Augmented Collection of Code-Level Metrics for the Debian Package Repository

Presentation at Elon Student Undergraduate Research Forum, Spring 2011

Carter Kozak (Dr. Megan Squire) Department of Computing Sciences

In this presentation, I will describe open source software and its importance, as well as a new process to collect, calculate, and distribute interesting software engineering metrics for all the packages in the standard Debian GNU/Linux installation.
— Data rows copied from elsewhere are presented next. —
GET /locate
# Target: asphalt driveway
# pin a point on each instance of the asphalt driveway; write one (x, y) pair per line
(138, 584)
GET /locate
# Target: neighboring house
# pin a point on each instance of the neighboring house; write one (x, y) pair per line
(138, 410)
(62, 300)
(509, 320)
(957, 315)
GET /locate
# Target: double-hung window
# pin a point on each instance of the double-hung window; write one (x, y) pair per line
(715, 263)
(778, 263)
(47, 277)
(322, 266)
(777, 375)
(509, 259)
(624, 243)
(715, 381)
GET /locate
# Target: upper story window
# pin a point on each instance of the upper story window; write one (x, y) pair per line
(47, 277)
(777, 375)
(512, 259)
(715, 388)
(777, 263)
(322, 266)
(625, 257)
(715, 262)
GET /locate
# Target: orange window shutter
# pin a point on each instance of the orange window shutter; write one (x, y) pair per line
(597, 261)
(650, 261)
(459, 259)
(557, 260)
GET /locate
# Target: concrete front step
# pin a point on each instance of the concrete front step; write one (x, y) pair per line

Our method replicates and extends previous work done by other groups studying free and open source software systems (FLOSS) in three important ways. First, although there have been other previous studies that attempted to collect a large set of code-level metrics for a small set of projects, and there have been studies that generated a small set of metrics for the large Debian codebase, our project does both: we generate a larger set of metrics for the entire set of Debian packages. Second, our integration of new Debian metadata and additional code-level metrics not gathered before adds several additional layers for exploration. Finally, and most importantly, because we integrate our collection and analysis process into the automated FLOSSmole data store, we ensure timely, repeatable, and very easy replication and analysis by other groups.

Thus our collection activity will continue in an automated fashion, and be freely accessible to any interested research group. After outlining our process, we discuss a few observations about the data and present some opportunity for further research.